Daniel Acker | Bloomberg | Getty Images
General Mills is finding out that inflation isn’t exactly a Lucky Charm.
The maker of the “magically delicious” cereal, along with a slew of other food products, told investors Wednesday that the company expects to see inflation running at a lofty 7% this year.
That’s considerably above the expectations of many investors and economists and another sign that, at least in some areas, cost pressures will keep building.
“While I don’t want to get too specific at the segment level, what I will tell you is all of our segments are experiencing higher inflation,” General Mills chief financial officer Kofi Bruce told analysts on an earnings conference call Wednesday.
Company officials said they expect to be able to manage costs this year, listing several different strategies they can employ.
Among those Bruce listed are “strategic revenue management, both list pricing, price pack optimization, trade optimization, all of those things to yield us enough to cover our inflation expectations.”
For consumers, that could mean higher prices and less contents in packages, both popular means of managing inflation.
Bruce and company CEO Jeff Harmening did not go into details about pricing, with the latter stressing the company’s “agility” when it comes to such issues.
For the quarter, General Mills reported a profit of 91 cents per share, 6 cents ahead of analyst estimates. Revenue came in well above expectations at $4.52 billion compared to the Street’s view of $2.02 billion.

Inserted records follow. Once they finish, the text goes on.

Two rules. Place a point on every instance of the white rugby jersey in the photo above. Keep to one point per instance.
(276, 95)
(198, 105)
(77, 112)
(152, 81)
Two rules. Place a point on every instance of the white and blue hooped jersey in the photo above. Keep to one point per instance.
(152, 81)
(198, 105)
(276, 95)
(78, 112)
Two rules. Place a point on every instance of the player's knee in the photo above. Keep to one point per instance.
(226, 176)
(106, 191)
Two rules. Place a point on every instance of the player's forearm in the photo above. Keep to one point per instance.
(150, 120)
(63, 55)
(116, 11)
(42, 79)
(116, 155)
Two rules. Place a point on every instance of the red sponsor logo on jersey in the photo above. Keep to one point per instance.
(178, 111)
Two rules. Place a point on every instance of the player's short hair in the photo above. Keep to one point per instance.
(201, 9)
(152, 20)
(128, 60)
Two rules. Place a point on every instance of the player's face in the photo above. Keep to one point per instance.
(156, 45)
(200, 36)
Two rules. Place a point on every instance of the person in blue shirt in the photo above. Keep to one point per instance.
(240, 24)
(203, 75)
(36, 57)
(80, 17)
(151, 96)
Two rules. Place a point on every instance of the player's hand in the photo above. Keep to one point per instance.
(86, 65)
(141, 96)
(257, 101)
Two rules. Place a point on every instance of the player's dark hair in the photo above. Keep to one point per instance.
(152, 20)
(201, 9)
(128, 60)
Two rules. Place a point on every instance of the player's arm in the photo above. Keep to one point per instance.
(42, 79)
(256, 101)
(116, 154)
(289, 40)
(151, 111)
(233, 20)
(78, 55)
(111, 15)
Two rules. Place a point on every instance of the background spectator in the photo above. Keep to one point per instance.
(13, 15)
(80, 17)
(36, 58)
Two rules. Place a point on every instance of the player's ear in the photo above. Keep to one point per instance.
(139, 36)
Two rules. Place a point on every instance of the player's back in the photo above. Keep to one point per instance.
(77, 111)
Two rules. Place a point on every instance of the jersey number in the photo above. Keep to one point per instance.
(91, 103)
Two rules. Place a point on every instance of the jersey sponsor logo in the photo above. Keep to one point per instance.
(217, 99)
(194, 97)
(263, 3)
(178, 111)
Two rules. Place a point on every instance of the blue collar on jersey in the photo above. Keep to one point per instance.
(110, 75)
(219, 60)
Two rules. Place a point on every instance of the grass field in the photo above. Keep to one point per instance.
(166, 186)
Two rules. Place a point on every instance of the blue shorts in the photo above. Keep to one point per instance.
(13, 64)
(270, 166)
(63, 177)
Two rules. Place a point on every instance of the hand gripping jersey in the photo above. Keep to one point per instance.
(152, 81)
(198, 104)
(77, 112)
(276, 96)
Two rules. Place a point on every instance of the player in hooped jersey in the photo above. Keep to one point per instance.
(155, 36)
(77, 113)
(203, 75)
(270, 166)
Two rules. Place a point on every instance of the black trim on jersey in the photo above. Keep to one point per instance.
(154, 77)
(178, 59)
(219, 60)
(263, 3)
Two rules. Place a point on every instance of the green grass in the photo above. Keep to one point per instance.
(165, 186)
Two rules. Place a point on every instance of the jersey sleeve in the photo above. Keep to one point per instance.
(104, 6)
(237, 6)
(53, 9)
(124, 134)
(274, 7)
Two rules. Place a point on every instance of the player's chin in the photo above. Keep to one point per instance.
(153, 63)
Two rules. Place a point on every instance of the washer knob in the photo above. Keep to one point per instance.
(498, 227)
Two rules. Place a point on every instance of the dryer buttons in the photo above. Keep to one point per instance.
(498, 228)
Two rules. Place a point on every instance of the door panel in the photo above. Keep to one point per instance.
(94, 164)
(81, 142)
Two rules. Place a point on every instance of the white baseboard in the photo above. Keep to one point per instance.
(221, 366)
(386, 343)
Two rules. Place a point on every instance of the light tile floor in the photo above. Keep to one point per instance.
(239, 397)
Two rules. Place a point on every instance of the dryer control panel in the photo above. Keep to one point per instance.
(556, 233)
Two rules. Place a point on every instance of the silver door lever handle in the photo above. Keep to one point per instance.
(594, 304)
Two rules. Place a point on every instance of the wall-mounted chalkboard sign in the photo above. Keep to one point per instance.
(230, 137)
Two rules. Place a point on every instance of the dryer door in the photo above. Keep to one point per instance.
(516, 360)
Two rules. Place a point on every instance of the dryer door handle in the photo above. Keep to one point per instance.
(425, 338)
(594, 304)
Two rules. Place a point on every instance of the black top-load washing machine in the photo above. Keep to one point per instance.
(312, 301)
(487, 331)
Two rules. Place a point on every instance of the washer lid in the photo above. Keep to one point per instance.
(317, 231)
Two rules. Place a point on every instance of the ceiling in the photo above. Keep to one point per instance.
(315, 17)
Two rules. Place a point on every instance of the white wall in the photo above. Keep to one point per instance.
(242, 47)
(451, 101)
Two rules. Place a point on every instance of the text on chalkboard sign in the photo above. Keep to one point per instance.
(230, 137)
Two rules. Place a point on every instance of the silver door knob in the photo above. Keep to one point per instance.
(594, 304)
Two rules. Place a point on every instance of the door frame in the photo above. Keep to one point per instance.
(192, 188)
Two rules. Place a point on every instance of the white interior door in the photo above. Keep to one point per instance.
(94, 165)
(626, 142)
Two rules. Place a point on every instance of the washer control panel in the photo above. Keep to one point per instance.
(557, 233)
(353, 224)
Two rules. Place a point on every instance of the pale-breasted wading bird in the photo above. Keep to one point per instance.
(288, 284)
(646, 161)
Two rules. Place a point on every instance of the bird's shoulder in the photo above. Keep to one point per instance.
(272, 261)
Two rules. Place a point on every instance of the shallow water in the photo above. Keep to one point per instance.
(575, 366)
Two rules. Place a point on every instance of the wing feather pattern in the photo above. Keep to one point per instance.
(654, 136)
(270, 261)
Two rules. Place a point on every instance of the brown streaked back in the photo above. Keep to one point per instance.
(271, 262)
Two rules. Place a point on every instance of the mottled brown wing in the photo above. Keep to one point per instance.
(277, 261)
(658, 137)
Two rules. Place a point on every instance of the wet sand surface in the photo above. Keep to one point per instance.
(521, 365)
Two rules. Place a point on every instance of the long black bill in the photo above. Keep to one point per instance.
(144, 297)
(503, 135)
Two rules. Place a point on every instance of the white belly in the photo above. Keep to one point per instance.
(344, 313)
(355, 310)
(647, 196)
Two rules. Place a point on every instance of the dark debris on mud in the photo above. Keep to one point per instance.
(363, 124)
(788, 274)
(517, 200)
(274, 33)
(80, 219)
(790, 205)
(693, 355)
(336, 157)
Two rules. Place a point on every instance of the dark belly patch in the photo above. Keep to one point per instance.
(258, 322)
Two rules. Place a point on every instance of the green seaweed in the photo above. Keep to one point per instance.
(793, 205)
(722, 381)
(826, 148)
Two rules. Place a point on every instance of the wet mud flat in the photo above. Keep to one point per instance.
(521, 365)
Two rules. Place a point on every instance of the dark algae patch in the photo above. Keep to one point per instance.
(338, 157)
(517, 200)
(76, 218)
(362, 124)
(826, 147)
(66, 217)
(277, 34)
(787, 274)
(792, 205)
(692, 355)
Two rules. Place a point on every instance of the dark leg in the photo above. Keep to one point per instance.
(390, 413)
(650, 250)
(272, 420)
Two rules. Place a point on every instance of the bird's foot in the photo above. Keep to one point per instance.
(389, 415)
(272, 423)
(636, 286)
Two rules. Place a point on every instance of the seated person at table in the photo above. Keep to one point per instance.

However, shares were off about 0.9% in afternoon trading.
Wall Street largely has bought into the Federal Reserve’s insistence that the current spate of inflation is transitory, though even some central bank officials have conceded lately that the price pressures are more intense and durable than they had figured.
Bleakley Advisory Group chief investment officer Peter Boockvar pointed to the General Mills situation as a cautionary signal about inflation.
“Higher food prices are of course a major input for General Mills and if you didn’t see what has happened to row crops this week, corn is up 15% in 4 days (yesterday, less than expected acreage plans were announced by the USDA) to a 6 week high and is approaching an 8 (year) high,” Boockvar said in a note Thursday. “Soybean prices are up 10% this week after the USDA also said acres committed to soybeans was also below expectations.”
Indeed, commodity prices have been on a consistent tear lately, the stunning slump in lumber prices notwithstanding.
The Invesco DB Commodity Index Tracking ETF is up more than 31% in 2021 and around its highest levels in more than six years.
That increase has translated directly to households, with the consumer price index up 5% year over in May for the biggest increase in 13 years.